Eventually I want to run a 5k. It is on the horizon. I know that I am not ready to try C25K again.
I haven't decided for March yet. I'm thinking something about mindfulness or follow through. Or getting into a better sleep pattern. Something outside the primary focus of loseit. I believe this will help me with being more consistent in all things and set some good groundwork for future goals.
Why rush any of it?
TLDR: Be patient with yourself and your goals. Determine what it is that you are actually combating about your lifestyle that keeps you overweight and make a plan to conquer it. If you have trouble sticking with this lifestyle plan, sharpen your focus on one change at a time. If you feel discouraged or frustrated, your goals may be unrealistic for where you are and you should readjust to make it easier on yourself, with the expectation that you will implement those changes when you are ready to.
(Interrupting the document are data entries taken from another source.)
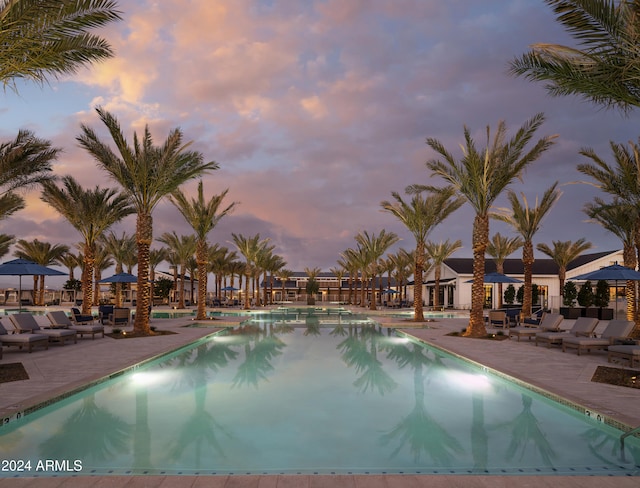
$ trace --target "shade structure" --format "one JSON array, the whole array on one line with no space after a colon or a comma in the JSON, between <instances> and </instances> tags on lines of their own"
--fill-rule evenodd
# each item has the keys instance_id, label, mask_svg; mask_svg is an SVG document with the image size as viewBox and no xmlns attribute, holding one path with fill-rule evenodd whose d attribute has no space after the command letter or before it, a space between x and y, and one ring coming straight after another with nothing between
<instances>
[{"instance_id":1,"label":"shade structure","mask_svg":"<svg viewBox=\"0 0 640 488\"><path fill-rule=\"evenodd\" d=\"M612 264L569 279L572 281L613 281L616 287L616 318L618 318L618 281L640 281L640 272L626 266Z\"/></svg>"},{"instance_id":2,"label":"shade structure","mask_svg":"<svg viewBox=\"0 0 640 488\"><path fill-rule=\"evenodd\" d=\"M484 283L523 283L523 281L518 278L512 278L497 271L485 274L483 281ZM473 283L473 280L469 280L467 283Z\"/></svg>"},{"instance_id":3,"label":"shade structure","mask_svg":"<svg viewBox=\"0 0 640 488\"><path fill-rule=\"evenodd\" d=\"M117 273L108 278L103 278L98 283L136 283L138 277L131 273Z\"/></svg>"},{"instance_id":4,"label":"shade structure","mask_svg":"<svg viewBox=\"0 0 640 488\"><path fill-rule=\"evenodd\" d=\"M18 309L22 310L22 277L23 276L63 276L66 273L48 268L28 259L13 259L0 264L0 275L18 276Z\"/></svg>"},{"instance_id":5,"label":"shade structure","mask_svg":"<svg viewBox=\"0 0 640 488\"><path fill-rule=\"evenodd\" d=\"M238 291L238 288L236 288L235 286L225 286L224 288L221 288L222 291Z\"/></svg>"},{"instance_id":6,"label":"shade structure","mask_svg":"<svg viewBox=\"0 0 640 488\"><path fill-rule=\"evenodd\" d=\"M382 290L382 293L386 293L387 295L392 295L398 293L398 290L392 290L391 288L387 288L386 290Z\"/></svg>"}]
</instances>

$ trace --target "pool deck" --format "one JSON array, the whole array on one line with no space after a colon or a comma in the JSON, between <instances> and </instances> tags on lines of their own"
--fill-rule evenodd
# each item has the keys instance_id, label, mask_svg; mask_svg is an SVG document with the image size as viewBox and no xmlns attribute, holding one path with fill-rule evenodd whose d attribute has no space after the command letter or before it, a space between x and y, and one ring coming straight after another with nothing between
<instances>
[{"instance_id":1,"label":"pool deck","mask_svg":"<svg viewBox=\"0 0 640 488\"><path fill-rule=\"evenodd\" d=\"M358 313L367 311L356 308ZM378 312L380 314L380 312ZM600 365L608 364L606 353L594 352L577 356L563 353L559 347L536 347L534 341L515 339L492 341L449 336L462 330L468 319L435 319L428 328L410 326L401 319L372 315L384 327L395 327L409 335L481 363L503 374L534 385L584 407L592 414L601 414L623 425L640 425L640 389L591 382ZM563 328L573 321L565 320ZM0 365L21 362L29 380L0 384L0 418L15 416L50 398L114 374L145 359L165 354L213 332L213 328L185 327L190 318L153 319L152 325L176 334L150 338L115 340L79 339L78 344L52 345L48 350L35 349L31 354L16 348L4 348ZM212 321L223 326L237 323ZM601 331L605 322L596 329ZM551 477L551 476L411 476L411 475L264 475L264 476L112 476L0 479L0 486L11 487L423 487L423 486L553 486L565 487L638 487L638 477Z\"/></svg>"}]
</instances>

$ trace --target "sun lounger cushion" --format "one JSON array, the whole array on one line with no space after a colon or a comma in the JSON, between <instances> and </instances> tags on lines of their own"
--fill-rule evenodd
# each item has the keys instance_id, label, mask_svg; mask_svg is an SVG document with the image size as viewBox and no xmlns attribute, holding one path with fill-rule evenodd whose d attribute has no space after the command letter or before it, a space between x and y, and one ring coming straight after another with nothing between
<instances>
[{"instance_id":1,"label":"sun lounger cushion","mask_svg":"<svg viewBox=\"0 0 640 488\"><path fill-rule=\"evenodd\" d=\"M571 330L567 332L538 332L536 333L536 346L545 342L547 347L551 344L562 344L566 337L591 337L598 325L598 319L591 317L579 317L576 319Z\"/></svg>"},{"instance_id":2,"label":"sun lounger cushion","mask_svg":"<svg viewBox=\"0 0 640 488\"><path fill-rule=\"evenodd\" d=\"M59 342L63 346L67 341L73 341L74 344L78 343L78 336L75 331L69 329L42 329L40 325L38 325L35 317L30 313L16 313L9 315L9 319L20 333L32 332L42 334L47 336L50 342Z\"/></svg>"},{"instance_id":3,"label":"sun lounger cushion","mask_svg":"<svg viewBox=\"0 0 640 488\"><path fill-rule=\"evenodd\" d=\"M627 359L629 365L634 368L636 363L640 363L640 345L613 345L607 348L607 361L614 358Z\"/></svg>"},{"instance_id":4,"label":"sun lounger cushion","mask_svg":"<svg viewBox=\"0 0 640 488\"><path fill-rule=\"evenodd\" d=\"M610 320L600 337L567 337L562 340L562 352L576 349L580 352L590 352L591 349L606 349L616 339L628 337L633 330L634 323L630 320Z\"/></svg>"},{"instance_id":5,"label":"sun lounger cushion","mask_svg":"<svg viewBox=\"0 0 640 488\"><path fill-rule=\"evenodd\" d=\"M68 327L70 330L76 331L76 333L80 337L84 337L85 334L86 335L91 334L91 338L92 339L96 338L96 334L102 334L102 337L104 337L104 326L103 325L100 325L100 324L85 324L85 325L74 324L73 322L71 322L71 319L69 319L67 314L64 313L62 310L49 312L47 314L47 318L49 319L49 322L51 322L52 325L58 325L58 326L61 325L61 326L64 326L64 327Z\"/></svg>"},{"instance_id":6,"label":"sun lounger cushion","mask_svg":"<svg viewBox=\"0 0 640 488\"><path fill-rule=\"evenodd\" d=\"M31 352L34 346L44 346L45 349L49 349L49 338L42 334L9 334L0 322L0 344L17 346L19 349L26 347Z\"/></svg>"},{"instance_id":7,"label":"sun lounger cushion","mask_svg":"<svg viewBox=\"0 0 640 488\"><path fill-rule=\"evenodd\" d=\"M531 340L532 337L540 332L559 331L563 319L564 317L560 314L547 313L538 327L514 327L509 329L509 337L517 337L518 342L520 342L520 337L528 337Z\"/></svg>"}]
</instances>

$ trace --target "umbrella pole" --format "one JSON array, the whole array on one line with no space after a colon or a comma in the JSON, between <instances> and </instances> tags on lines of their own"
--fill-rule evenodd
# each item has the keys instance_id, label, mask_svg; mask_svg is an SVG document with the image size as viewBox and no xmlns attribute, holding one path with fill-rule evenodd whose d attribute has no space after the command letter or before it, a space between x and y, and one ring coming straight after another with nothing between
<instances>
[{"instance_id":1,"label":"umbrella pole","mask_svg":"<svg viewBox=\"0 0 640 488\"><path fill-rule=\"evenodd\" d=\"M22 313L22 275L18 275L18 313Z\"/></svg>"}]
</instances>

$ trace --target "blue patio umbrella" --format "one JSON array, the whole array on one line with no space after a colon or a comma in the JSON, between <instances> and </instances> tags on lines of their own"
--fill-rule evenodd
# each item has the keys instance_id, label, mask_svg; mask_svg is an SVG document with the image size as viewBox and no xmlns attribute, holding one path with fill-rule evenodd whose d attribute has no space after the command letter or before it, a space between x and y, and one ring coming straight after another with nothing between
<instances>
[{"instance_id":1,"label":"blue patio umbrella","mask_svg":"<svg viewBox=\"0 0 640 488\"><path fill-rule=\"evenodd\" d=\"M511 276L507 276L505 274L502 273L498 273L497 271L494 271L492 273L486 273L484 275L484 279L483 279L484 283L523 283L522 280L519 280L518 278L512 278ZM467 281L467 283L473 283L473 279ZM491 301L493 302L493 298L491 299ZM493 303L491 304L493 306Z\"/></svg>"},{"instance_id":2,"label":"blue patio umbrella","mask_svg":"<svg viewBox=\"0 0 640 488\"><path fill-rule=\"evenodd\" d=\"M103 278L98 283L136 283L138 277L131 273L117 273L108 278Z\"/></svg>"},{"instance_id":3,"label":"blue patio umbrella","mask_svg":"<svg viewBox=\"0 0 640 488\"><path fill-rule=\"evenodd\" d=\"M398 290L392 290L391 288L387 288L386 290L382 290L382 293L386 293L388 295L393 293L398 293Z\"/></svg>"},{"instance_id":4,"label":"blue patio umbrella","mask_svg":"<svg viewBox=\"0 0 640 488\"><path fill-rule=\"evenodd\" d=\"M222 288L222 291L238 291L238 288L236 288L235 286L225 286L224 288Z\"/></svg>"},{"instance_id":5,"label":"blue patio umbrella","mask_svg":"<svg viewBox=\"0 0 640 488\"><path fill-rule=\"evenodd\" d=\"M28 259L13 259L0 264L0 275L18 277L18 310L22 311L22 277L23 276L64 276L66 273L47 268Z\"/></svg>"},{"instance_id":6,"label":"blue patio umbrella","mask_svg":"<svg viewBox=\"0 0 640 488\"><path fill-rule=\"evenodd\" d=\"M572 281L613 281L616 287L616 318L618 317L618 281L640 281L640 272L635 269L627 268L626 266L620 266L619 264L612 264L611 266L605 266L596 271L590 271L583 273L573 278L569 278Z\"/></svg>"}]
</instances>

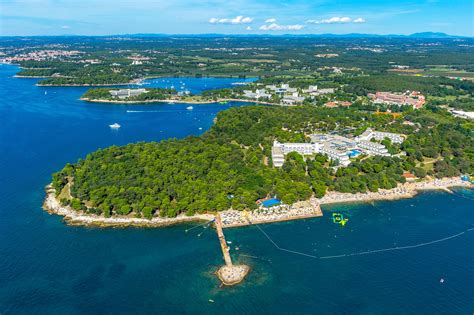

Also, don't make this journey all about body image or the scale. It is more of a mental fight than a physical one.
For those who have stuck with me through this The results for me after following this path for 4 months is that I have lost around 15lbs. But more importantly, my anxiety issues are significantly better/gone, and I feel more at peace with myself than I have, ever.
Thanks for reading, you guys are awesome.